What fascinates me is how perfectly this serves both individual and group survival needs. The parson gains confidence and authority by forgetting his humble past. Meanwhile, the organization stays stable because leaders don’t constantly question the system. This “forgetting” creates the psychological distance needed for hierarchies to function. It turns potentially disruptive empathy into smooth institutional operations.
Lessons for Today
Living with awareness of this pattern requires honest self-reflection about how success affects memory and behavior. The challenge lies not in avoiding advancement but in maintaining connection to earlier experiences and the people who helped along the way. This means regularly asking whether current attitudes toward others reflect genuine wisdom or simply the comfort of higher status.

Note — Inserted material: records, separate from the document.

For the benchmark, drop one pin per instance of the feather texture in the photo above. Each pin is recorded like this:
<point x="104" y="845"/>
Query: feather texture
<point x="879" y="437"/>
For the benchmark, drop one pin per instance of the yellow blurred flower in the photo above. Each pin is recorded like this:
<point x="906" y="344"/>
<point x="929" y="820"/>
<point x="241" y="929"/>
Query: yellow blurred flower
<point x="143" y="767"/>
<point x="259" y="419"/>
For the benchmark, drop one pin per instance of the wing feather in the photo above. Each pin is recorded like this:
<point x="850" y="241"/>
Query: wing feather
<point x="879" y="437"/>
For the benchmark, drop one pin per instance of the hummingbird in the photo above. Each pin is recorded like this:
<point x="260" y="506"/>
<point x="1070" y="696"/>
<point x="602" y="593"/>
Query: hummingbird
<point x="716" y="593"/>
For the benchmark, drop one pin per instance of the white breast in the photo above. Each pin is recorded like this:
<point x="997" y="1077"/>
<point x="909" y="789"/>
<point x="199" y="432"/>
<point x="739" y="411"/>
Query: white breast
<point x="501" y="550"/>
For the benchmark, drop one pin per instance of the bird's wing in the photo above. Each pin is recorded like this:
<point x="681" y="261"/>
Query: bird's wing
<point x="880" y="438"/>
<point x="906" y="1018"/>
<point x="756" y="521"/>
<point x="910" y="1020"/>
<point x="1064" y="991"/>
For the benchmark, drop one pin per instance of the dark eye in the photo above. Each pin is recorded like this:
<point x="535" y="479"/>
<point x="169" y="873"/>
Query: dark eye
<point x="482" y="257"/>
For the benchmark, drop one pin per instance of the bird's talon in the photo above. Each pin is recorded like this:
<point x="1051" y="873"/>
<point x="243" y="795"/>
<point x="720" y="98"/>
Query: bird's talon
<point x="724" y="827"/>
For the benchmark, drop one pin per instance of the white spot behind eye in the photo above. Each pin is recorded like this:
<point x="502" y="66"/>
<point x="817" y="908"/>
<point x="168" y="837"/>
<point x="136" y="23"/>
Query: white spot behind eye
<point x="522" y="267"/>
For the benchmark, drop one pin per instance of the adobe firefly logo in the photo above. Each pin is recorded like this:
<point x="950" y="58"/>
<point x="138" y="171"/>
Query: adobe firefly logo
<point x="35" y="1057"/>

In relationships and work environments, this wisdom suggests paying attention to how people treat those in positions they once held themselves. A manager who dismisses entry-level concerns may have forgotten their own early confusion and mistakes. A wealthy person who judges financial struggles harshly might have lost touch with their own past worries about money. Recognizing this pattern in others builds understanding, while watching for it in ourselves prevents the isolation that comes with forgetting our roots.
The most practical application involves deliberately maintaining connections to earlier versions of ourselves and the communities that supported our growth. This might mean staying involved with people from previous life stages, volunteering in areas related to past struggles, or simply taking time to remember specific moments of difficulty and uncertainty. The goal is not to diminish current achievements but to keep them in perspective. When we remember being the clerk, we can be parsons who actually deserve the respect that comes with the position.